Ai garibaldini si arresero i forti di Altafiumara, di Torre Cavallo e di Scilla. La flotta borbonica, minacciata da terra dalle loro artiglierie, abbandonò lo Stretto. La divisione Medici aveva via libera.
“[…] Fu questa spedizione per le Calabrie, riuscita felice ad onta delle molte difficoltà, e non ostante i pochi mezzi che i nostri potevan disporre.
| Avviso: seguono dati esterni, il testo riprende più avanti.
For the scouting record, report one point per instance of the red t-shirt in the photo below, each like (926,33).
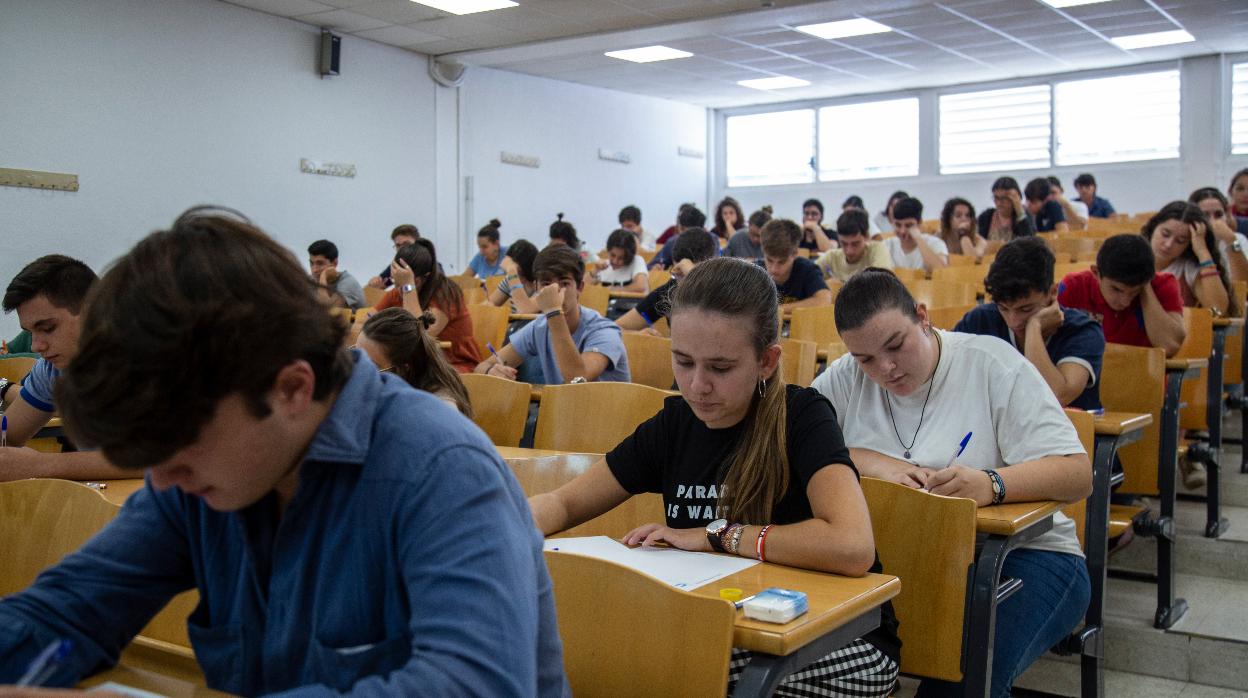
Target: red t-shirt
(1082,290)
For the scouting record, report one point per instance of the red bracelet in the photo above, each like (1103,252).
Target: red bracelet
(760,543)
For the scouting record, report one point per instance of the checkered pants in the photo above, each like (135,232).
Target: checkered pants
(855,671)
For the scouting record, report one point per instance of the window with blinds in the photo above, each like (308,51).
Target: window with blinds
(1239,109)
(775,147)
(1117,119)
(867,140)
(995,130)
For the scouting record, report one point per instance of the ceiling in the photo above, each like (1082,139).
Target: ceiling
(932,43)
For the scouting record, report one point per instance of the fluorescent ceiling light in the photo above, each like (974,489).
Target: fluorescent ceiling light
(845,28)
(1071,3)
(779,83)
(1155,39)
(649,54)
(467,6)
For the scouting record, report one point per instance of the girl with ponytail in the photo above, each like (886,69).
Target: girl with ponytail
(745,463)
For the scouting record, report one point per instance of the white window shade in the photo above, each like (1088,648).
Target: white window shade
(860,141)
(770,149)
(1239,109)
(995,130)
(1117,119)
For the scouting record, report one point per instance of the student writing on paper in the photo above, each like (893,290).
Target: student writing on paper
(745,465)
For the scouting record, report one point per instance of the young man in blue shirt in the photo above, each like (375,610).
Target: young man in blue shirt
(346,532)
(1065,345)
(574,344)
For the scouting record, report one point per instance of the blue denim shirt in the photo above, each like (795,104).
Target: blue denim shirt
(407,563)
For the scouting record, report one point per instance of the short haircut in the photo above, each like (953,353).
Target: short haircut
(406,229)
(871,291)
(853,222)
(491,230)
(909,207)
(780,237)
(1037,190)
(161,334)
(1126,259)
(1006,184)
(692,217)
(558,261)
(624,240)
(1023,266)
(323,249)
(694,244)
(65,282)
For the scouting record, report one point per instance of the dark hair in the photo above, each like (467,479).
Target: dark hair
(624,240)
(871,291)
(564,231)
(853,222)
(1126,259)
(406,229)
(489,230)
(323,249)
(162,330)
(523,252)
(558,261)
(436,289)
(1022,266)
(1037,190)
(65,282)
(761,216)
(780,237)
(909,207)
(690,216)
(756,473)
(414,353)
(694,244)
(720,226)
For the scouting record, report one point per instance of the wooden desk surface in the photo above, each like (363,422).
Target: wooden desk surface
(1007,520)
(1117,423)
(834,601)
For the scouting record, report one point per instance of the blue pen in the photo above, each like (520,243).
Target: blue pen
(46,663)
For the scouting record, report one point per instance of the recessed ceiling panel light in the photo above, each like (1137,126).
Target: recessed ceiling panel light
(649,54)
(779,83)
(843,29)
(467,6)
(1155,39)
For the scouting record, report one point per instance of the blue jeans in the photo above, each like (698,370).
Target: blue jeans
(1052,601)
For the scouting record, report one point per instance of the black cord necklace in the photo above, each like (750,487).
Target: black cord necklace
(922,411)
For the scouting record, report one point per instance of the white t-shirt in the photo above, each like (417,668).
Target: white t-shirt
(982,386)
(914,259)
(623,275)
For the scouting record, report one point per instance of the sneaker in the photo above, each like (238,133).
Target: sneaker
(1193,473)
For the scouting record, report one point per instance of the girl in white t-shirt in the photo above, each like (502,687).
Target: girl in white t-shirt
(906,395)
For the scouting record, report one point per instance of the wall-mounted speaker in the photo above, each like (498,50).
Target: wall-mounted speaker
(331,53)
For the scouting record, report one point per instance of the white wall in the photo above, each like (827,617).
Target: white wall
(564,125)
(159,105)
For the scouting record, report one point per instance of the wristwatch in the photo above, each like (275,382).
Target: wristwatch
(714,532)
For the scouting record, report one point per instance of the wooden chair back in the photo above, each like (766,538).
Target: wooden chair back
(1133,380)
(499,406)
(488,326)
(593,417)
(814,325)
(640,654)
(798,361)
(932,567)
(649,360)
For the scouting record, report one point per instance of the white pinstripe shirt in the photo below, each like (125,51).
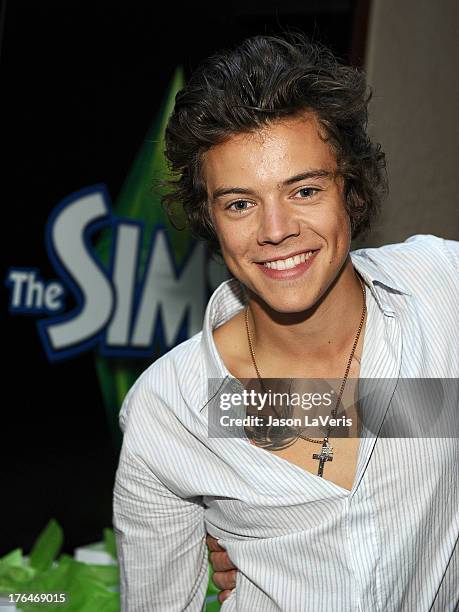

Essa fu meravigliosa, e il disbarco di Garibaldi nelle Calabrie è un fatto non meno sorprendente del suo disbarco in Marsala […]”.
Conclusioni
L’impresa dei “Mille”, nel complesso, può ritenersi ”un capolavoro” di Garibaldi che, nell’occasione, dimostrò di possedere altissime qualità di condottiero. Peculiari del suo carattere erano un profondo acume tattico unito ad una grande capacità riflessiva. Nelle azioni militari grande importanza rivestivano gli aspetti legati all’esplorazione, alla sicurezza, alla valutazione del terreno da sfruttare a proprio vantaggio, alla prontezza nelle decisioni al variare improvviso della situazione (esempi di ciò le manovre attorno a Palermo e Milazzo nonché nelle operazioni per l’attraversamento dello Stretto di Messina). In definitiva, dimostrò il fine intuito di riconoscere il “momento decisivo” nel quale bisogna giocare il tutto per tutto per risolvere la battaglia. La storia ci conferma che non ebbe mai la possibilità di comandare grandi masse, avendo sempre fanteria male armata, scarse dotazioni di artiglieria un limitatissimo numero di esploratori a cavallo. “[…] Per necessità e temperamento, - evidenzia Rodolfo Corselli - egli non fece che guerra di movimento e operazioni spiccatamente offensive, supplendo alle sue deficienze di forza e armamento con la continua mobilità e celerità delle mosse, che spesso riuscivano inattese ai nemici […]”.
Tutte le doti sopra evidenziate sono riscontrabili nell’andamento della campagna militare in Sicilia. La battaglia di Milazzo aprì le porte dello Stretto di Messina e nel capoluogo peloritano le truppe stazionarono per ben 22 giorni prima di passare sul continente. Qui la dimostrazione della sapiente strategia garibaldina. Due le domande a cui rispondere: dove costituire la base di partenza e dove sbarcare. Interrogativi di non facile soluzione, considerata la situazione militare duosiciliana sulle coste calabresi. Per il primo risultò felice la scelta della punta del Faro, un vero e proprio ponte di abbordaggio proteso verso la Calabria e da ogni parte veduto, osservato e sorvegliato. Per il secondo, proprio l’attenzione verso ciò che era evidente (movimenti delle truppe e tentativi di sbarco) consentì ai garibaldini di prendere terra in luoghi privi di qualsivoglia controllo.
“[…] Nel 1860, per effetto di avvenimenti e di tempi, il programma Italiano mutava. L’isola dovea seguirne, e ne seguiva, le norme: seguivale non già a traverso una incruenta e pacifica crisi, ma tra le ansietà, le vicende, i pericoli d’una lotta esiziale e terribile […] L’Isola troncava arditamente gl’indugi: operava che i due estremi d’Italia si toccassero e si congiungessero insieme […] dava alla causa Italiana uno impulso repentino e inatteso, un nuovo punto di appoggio a’disegni e agli sforzi della intera nazione […]”. Messina riscopre, così, un’altra porzione del suo glorioso passato. La zona del Faro ebbe un’importanza fondamentale nella strategia garibaldina volta a consentire il passaggio dello Stretto e la prosecuzione delle operazioni militari sul continente: ciò ha permesso di scrivere un’ulteriore importante pagina della storia risorgimentale italiana.